I already mentioned that better audio quality during calls is essential to enable better communication and that works for audio reproduction as well. The eMeet Luna is nothing short of extraordinary at reproducing voices, at least for its size. It seems like it was optimised through the use of DSPs to reproduce human voices, which appear crystal clear, detailed and lively. I never had issues understanding the person(s) on the other side, even when there was noise around me.
While the Luna works wonders with voice, everything else is… not up to standards. Any bass shows the limits of the device: when bass kicks in there is distortion and it’s as if other instruments were muddied up and almost muted. This driver is evidently not made to reproduce music with lots of bass, but that’s expected. If you are looking for a general-purpose speaker that sounds great with anything you throw at it, then the Luna is not the device for you. On the other hand, I found that the Luna makes a very sizeable improvement over any speaker integrated into devices such as notebooks, tablets and phones. I tried watching a TV series on a couple of laptops (my HP EliteBook 745 G5 and my girlfriend’s Surface 3) and the difference was stark, with a massive improvement not just in terms of volume, but also bass presence and overall clarity.
But overall the Luna is just not great as a multimedia speaker. It’s decent and nothing more, being a couple of notches better than laptop speakers but also a couple of notches below other portable Bluetooth speakers I tried (e.g. the Creative iRoar Go).
I wouldn’t be exaggerating if I said that the Luna has changed the quality of my work. This nifty little device provides the sound quality one needs in a work environment and a series of ingenious feature that really make one’s life easier. Conversations are crystal clear and a massive improvement not only over the integrated speaker and microphone on a laptop, but also over many headphones. I found only professional headphones such as the Plantronics Voyager Focus UC beat it – but their MSRP at launch was three times that of the Luna, so it’s a bit of an unfair comparison.

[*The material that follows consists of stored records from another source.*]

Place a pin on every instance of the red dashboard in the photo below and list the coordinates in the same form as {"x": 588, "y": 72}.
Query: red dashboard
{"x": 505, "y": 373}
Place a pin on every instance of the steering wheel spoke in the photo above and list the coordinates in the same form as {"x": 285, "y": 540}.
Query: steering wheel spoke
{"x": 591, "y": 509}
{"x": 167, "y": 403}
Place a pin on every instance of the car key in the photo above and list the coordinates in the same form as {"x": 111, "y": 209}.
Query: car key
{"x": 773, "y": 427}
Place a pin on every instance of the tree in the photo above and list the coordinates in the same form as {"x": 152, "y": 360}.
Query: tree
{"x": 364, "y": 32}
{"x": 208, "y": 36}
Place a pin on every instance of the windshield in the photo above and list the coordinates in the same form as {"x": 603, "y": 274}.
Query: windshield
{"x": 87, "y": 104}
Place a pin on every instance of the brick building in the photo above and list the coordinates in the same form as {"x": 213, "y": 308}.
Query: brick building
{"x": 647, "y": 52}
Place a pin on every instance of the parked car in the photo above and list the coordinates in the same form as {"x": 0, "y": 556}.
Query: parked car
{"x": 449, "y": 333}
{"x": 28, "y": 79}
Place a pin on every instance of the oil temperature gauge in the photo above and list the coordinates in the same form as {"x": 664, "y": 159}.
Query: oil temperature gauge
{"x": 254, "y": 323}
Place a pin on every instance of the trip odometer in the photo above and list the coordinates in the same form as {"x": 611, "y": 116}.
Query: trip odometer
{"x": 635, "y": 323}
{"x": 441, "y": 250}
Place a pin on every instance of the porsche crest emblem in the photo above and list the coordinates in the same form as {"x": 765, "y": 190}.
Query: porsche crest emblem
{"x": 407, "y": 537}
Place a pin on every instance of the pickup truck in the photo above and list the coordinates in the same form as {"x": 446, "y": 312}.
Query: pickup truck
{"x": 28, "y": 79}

From the pure perspective of sound, the eMeet Luna is a bit of a disappointment, as it performs worse than comparably-priced speakers made for music. That’s expected, given the focus of the Luna is not on music, and it still performs better than phones and laptops. The eMeet Luna is mainly a work device – a task which it accomplishes excellently – and it can do the part of the entertainment device with a bit of a stretch. All in all it’s a great little speaker which I will keep on using for years to come: it just works too well. If you are looking for a speakerphone that’s going to massively improve your call quality, then the Luna is a great option.